You seriously cannot imagine how many bunches of fresh spring greens arrive each week in my bushel of goods from Tecolote Farm. I made this recipe last week using collard greens and it was such a hit that I’m making the hearty, healthy soup again at this very moment. How is that for real-time blogging? I wish I knew how to make and import a video (don’t they call that a v-blog?), but then you’d see that I can’t get dressed and cook all before 9 am.
Please try this lentil soup. I used French green lentils which are the most delicate of all lentils and the most flavorful too. Last week I served the soup with crunchy French bread, but tonight I’m going to make tiny ham crostinis.
French Lentil Soup
This soup is so simple. With the nutritious lentils and greens it is a true one pot wonder!
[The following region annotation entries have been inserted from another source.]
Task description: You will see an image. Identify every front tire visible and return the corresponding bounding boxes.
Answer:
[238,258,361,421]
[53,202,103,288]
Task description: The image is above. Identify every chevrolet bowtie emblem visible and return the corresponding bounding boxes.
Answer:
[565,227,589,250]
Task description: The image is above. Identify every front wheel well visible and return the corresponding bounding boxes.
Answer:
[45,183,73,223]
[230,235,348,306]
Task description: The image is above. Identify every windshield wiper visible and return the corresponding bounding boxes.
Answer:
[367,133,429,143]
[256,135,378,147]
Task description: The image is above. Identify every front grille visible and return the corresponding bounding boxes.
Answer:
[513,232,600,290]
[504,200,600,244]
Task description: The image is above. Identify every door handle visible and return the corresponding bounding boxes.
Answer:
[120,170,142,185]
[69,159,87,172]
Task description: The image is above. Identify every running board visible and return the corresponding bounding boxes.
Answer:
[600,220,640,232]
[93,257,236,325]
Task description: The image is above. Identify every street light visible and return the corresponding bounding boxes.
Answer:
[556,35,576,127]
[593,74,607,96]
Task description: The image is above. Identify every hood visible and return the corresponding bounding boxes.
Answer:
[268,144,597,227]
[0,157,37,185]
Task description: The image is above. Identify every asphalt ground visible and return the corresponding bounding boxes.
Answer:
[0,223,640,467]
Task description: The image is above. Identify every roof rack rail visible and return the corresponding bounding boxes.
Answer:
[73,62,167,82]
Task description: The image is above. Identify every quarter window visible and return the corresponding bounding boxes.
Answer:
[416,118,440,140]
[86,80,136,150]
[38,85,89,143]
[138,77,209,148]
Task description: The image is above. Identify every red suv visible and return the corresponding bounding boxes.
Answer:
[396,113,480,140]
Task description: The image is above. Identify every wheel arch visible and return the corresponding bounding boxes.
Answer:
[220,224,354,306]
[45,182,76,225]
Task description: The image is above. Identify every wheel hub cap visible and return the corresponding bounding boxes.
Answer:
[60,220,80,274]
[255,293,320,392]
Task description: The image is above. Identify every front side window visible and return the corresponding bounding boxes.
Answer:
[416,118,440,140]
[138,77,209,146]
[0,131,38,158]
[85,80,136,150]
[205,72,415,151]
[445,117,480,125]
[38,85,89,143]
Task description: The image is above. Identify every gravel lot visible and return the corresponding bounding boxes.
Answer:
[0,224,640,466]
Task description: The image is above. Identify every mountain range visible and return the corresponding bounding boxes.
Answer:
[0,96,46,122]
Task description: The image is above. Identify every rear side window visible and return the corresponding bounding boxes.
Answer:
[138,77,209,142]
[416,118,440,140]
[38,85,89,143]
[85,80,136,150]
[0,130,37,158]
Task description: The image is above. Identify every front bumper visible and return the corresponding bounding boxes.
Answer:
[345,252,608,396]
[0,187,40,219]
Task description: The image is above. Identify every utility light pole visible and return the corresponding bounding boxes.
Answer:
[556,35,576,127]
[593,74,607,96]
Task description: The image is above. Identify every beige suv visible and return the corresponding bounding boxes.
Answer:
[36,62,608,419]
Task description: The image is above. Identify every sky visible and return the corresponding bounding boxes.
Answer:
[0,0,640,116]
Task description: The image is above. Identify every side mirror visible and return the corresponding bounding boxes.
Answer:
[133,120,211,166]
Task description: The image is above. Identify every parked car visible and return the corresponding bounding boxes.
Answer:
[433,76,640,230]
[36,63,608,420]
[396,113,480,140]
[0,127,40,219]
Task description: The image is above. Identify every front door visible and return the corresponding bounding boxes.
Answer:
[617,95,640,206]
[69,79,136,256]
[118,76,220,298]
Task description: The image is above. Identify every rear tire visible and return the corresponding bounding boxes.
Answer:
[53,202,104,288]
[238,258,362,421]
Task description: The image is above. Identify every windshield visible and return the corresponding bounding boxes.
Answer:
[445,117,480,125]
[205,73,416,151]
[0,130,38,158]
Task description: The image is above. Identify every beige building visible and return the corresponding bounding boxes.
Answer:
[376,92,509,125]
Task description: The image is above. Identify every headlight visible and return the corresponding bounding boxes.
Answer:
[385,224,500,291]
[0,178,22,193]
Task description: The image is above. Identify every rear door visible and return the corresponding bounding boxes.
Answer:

1 TBS bacon fat (you can use butter or olive oil, but the bacon fat is better!)
1 onion, diced
2–3 medium carrots, sliced
2 cloves garlic, diced
1 cup French green lentils, rinsed and drained
1 bay leaf
1 14-oz can diced tomatoes with liquid
1 bunch of greens, collard or spinach
1/3 cup rice
6 –8 cups chicken broth
warm water as needed
In a large pot, saute the carrots, onion and garlic in the bacon fat until soft and translucent. Add the greens and saute until they are wilted down (about 2 or 3 minutes). Add the lentils, bay leaf, tomatoes, and broth. Toss in a little salt and pepper. Simmer for about 20 minutes. Add the rice and cook for about 25 more minutes until the rice and lentils are cooked. Taste for seasoning and add salt & pepper as needed. This should be a thick soup, but you can add warm water to adjust the consistency to your preference.